4.4.1.2 Type II, Minor Form (30%)

In these patients costal malformations are intermediate and symptoms are limited or absent. Radiological abnormalities tend to reduce over time. Physical examination is sufficient to suspect the syndrome. Thorax X-ray shows the small and narrow thoracic cage with bell-shaped configuration. Ribs and clavicles are horizontals. The latter are shaped as bicycle handlebars and are high. These alterations are well detected on CT scans with 3D reconstruction. Pelvis X-rays show small pelvis and irregular acetabular roof (trident). Iliac wings are small and squared.

Some authors associate the measure of the thoracic perimeter with prognosis: a perimeter <28 cm correlates with bad prognosis. The measure of the thoracic cage might be responsible for pulmonary hypoplasia detected in some patients. The clinical spectrum runs from mild to severe forms where the rigidity of the chest does not allow proper expansion.

Type 2 form does not always require treatments being patients asymptomatic or mildly affected.

4.4.2 Jarcho-Levin Syndrome

It is called costovertebral dysplasia or hemivertebral syndrome, and it is characterized by a short thorax with vertebral and costal abnormalities. The inheritance is autosomal recessive with mild male preponderance.

The hemivertebra typically involves all or almost all the spine with fusion or absent vertebral bodies. Vertebral anomalies deform the thoracic cage and lead the posterior costal arches to be fused at the costovertebral junction. Shape and number of ribs are abnormal. The effect is a short and crab-shaped thorax.

Neonates have respiratory distress that progress into respiratory failure, and most of them die within the first year of age. The association with congenital heart disease and urological abnormalities (hydronephrosis, ureteral and urethral stenosis) is frequent.
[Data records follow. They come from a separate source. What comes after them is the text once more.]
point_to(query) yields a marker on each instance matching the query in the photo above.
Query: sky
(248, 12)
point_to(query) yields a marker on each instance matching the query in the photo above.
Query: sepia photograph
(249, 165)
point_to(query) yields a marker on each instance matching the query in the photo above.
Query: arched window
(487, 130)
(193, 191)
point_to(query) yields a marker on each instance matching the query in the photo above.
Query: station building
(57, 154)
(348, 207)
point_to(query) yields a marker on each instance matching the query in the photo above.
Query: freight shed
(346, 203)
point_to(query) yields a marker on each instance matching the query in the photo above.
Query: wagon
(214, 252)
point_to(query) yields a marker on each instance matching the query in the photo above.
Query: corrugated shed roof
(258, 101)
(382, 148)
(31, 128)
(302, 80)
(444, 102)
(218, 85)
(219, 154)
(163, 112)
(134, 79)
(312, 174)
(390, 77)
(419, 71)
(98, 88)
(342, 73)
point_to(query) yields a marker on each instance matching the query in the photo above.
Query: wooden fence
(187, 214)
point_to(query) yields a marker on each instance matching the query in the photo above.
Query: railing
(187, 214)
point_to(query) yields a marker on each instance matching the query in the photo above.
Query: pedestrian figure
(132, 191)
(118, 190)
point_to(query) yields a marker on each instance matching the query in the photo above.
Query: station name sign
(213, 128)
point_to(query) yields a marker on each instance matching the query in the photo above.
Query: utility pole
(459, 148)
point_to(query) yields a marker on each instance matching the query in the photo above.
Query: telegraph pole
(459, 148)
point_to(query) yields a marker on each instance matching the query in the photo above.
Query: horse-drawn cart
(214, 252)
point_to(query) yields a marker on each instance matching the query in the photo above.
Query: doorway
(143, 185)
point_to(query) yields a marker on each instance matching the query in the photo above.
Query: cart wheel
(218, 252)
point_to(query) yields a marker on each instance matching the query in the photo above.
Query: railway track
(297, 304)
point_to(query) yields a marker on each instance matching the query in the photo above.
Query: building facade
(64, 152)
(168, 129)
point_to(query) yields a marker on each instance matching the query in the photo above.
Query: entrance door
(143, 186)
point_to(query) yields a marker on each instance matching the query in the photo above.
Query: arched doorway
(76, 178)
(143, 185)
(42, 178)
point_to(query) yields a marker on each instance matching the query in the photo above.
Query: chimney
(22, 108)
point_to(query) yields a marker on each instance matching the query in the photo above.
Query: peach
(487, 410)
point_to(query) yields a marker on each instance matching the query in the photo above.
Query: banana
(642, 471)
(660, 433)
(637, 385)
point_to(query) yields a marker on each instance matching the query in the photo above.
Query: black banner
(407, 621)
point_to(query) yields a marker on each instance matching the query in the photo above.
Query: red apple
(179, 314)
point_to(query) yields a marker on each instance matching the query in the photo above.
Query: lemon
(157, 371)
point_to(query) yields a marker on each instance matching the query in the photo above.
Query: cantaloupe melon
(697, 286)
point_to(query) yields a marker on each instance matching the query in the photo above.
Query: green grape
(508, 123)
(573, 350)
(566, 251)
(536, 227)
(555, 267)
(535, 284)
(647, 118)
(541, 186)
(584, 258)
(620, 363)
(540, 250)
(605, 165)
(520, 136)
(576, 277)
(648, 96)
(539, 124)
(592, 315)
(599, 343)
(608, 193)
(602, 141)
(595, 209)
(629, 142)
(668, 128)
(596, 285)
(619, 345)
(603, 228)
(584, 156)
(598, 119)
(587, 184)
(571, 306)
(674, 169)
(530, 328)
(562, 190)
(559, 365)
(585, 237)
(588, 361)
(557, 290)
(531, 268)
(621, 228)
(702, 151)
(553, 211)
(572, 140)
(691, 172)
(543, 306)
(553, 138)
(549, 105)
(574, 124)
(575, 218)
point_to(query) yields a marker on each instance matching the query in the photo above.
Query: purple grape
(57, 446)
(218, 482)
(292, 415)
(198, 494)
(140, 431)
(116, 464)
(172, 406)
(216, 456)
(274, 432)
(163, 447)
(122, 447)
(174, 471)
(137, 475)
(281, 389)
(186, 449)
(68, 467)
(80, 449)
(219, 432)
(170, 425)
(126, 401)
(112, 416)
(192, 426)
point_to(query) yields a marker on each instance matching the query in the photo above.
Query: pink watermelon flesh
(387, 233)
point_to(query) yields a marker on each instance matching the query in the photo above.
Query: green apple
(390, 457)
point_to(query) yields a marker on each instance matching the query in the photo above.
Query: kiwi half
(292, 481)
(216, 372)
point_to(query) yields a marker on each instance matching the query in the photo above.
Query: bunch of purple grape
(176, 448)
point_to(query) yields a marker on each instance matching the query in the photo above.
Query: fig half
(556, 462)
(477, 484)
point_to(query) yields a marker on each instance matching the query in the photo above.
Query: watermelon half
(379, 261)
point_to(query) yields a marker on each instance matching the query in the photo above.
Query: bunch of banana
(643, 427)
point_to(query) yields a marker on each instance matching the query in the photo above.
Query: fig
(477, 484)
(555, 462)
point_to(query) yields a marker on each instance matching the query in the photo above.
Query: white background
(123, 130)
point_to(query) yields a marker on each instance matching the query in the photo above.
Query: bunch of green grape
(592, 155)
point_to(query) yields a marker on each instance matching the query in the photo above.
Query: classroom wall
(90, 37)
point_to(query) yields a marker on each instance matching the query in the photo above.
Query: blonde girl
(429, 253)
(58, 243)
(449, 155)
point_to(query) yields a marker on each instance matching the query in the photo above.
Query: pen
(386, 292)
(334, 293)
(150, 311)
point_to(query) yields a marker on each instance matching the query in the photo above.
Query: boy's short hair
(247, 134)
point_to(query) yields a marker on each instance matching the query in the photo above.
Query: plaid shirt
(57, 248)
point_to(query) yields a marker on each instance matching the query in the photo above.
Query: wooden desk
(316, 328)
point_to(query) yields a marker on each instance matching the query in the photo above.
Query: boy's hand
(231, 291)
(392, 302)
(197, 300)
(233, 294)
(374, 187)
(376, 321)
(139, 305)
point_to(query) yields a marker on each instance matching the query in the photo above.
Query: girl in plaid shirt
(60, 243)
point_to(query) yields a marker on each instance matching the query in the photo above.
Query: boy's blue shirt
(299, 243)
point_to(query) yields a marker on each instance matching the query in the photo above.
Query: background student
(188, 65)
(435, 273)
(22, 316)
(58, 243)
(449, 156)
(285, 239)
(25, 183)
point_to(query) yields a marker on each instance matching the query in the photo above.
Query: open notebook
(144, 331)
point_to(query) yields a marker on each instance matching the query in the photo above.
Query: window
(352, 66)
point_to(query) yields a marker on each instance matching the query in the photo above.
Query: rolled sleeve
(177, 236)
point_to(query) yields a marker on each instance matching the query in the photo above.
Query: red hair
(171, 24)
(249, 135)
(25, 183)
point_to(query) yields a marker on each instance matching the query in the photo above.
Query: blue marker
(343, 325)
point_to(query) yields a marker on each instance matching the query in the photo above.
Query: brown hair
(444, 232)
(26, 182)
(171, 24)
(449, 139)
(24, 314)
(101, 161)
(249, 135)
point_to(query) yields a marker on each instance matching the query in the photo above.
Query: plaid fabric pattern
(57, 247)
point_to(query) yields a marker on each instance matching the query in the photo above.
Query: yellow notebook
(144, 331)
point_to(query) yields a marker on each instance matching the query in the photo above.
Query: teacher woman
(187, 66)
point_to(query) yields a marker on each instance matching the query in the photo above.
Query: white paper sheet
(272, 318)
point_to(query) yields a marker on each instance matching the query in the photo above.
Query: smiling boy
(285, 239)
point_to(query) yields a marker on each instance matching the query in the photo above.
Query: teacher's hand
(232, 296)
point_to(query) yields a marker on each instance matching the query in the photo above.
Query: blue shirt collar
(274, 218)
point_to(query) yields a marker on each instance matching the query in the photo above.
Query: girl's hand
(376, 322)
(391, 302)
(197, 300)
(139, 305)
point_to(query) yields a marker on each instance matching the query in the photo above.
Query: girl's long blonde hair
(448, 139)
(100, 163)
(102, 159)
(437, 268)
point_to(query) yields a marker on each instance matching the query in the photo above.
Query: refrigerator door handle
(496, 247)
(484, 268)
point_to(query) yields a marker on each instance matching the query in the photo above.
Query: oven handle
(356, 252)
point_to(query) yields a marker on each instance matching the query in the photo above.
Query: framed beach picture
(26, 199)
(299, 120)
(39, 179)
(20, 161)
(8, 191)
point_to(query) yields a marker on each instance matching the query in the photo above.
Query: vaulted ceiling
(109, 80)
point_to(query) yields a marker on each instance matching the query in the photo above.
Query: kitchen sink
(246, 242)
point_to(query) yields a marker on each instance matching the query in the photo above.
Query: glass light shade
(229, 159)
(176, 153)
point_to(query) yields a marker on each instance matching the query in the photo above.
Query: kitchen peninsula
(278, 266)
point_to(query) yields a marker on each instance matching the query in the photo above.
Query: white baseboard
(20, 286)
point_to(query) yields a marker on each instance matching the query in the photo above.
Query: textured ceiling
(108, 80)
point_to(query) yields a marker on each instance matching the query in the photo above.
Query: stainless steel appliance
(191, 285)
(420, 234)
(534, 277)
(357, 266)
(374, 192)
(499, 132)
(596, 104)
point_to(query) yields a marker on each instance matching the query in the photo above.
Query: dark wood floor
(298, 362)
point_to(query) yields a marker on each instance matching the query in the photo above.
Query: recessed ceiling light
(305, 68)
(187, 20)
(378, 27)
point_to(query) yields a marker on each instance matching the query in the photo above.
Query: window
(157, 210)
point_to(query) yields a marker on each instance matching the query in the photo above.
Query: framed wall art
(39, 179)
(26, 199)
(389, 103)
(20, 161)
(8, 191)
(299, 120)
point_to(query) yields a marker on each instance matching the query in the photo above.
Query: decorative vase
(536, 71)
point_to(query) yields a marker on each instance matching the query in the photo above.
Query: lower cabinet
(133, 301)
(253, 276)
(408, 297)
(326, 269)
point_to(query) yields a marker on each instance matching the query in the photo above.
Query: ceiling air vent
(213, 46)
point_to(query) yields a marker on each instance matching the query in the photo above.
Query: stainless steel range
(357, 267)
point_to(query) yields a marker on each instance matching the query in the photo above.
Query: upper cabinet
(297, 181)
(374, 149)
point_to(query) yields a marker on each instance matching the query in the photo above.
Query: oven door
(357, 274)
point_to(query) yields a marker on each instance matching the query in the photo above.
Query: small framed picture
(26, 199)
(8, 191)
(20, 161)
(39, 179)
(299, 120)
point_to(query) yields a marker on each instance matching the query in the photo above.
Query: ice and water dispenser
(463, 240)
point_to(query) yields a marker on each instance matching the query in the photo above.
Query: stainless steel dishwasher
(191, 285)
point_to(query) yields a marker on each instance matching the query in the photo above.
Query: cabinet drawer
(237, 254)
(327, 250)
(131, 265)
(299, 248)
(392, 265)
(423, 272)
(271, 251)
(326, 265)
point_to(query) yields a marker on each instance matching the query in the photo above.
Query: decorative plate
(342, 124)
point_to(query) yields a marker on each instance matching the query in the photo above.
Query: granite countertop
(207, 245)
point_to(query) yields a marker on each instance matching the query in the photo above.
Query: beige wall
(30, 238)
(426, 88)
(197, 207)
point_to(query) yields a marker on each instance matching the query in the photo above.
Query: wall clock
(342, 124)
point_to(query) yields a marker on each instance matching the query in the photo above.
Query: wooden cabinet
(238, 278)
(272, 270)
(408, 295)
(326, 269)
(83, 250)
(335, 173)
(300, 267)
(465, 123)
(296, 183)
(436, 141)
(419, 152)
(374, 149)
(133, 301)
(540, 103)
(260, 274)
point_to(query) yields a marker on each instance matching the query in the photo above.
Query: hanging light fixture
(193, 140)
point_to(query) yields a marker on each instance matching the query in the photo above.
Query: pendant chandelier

Rarely there are gastrointestinal malformations. Thorax X-ray shows the crab shape due to the short dorsolumbar column. There hasn’t been any attempt of surgical correction to date.

4.4.3 Cerebrocostomandibular Syndrome

This syndrome is also called the one with segmented rib. It is rare and characterized by microcephaly, micrognathia, and costal anomalies. The type of inheritance has not been defined yet, but it is responsible for the altered cartilage development. There are only costal vestiges. The typical costal anomaly is the aplastic segment at the posterior costal arch with fibrosis, muscular elements, and calcifications. The extension of the costal defect is variable as it is variable to the number of affected ribs. The thorax is short and flat, and the deformity worsens the glossoptosis and the tracheal cartilage hypoplasia. The effect is a severe respiratory distress. Forty percent of patients die within the first months of life. Between the survivors, 50% have moderate mental retardation. Described associations are vertebral malformations, scoliosis, feet deformities, and hip dislocation.

4.4.4 Others

Rare type II congenital thoracic deformities include deformities that have been described but do not fit in any standard classification. They have different features and require personalized treatment and management.

5 Poland Syndrome

Named after Sir Alfred Poland who described it in 1841 [40], Poland syndrome (PS) is a rare congenital anomaly, occurring in 1:20,000–30,000 live births. Its main diagnostic criterion is the hypoplasia or agenesis of the pectoralis major muscle, although its phenotype can be extremely variable and frequently combined with other ipsilateral abnormalities of the chest wall, breast, and upper limb. PS is almost always unilateral, right-sided in two-thirds of cases; very rare bilateral cases have been described [41]. There is a male preponderance with a 2:1 male to female ratio. It is mainly sporadic, with around 4% of familial cases described [42].

5.1 Etiopathogenesis

The etiology of PS is unknown. The most accredited hypothesis regards a possible interruption of the vascular supply in subclavian and vertebral arteries during embryonic life, determined by both genetic and environmental factors, leading to different malformations of the corresponding districts [43]. The occurrence of familial cases has raised the hypothesis of a possible genetic etiology with different inheritance patterns, although a specific gene has not been identified yet [44].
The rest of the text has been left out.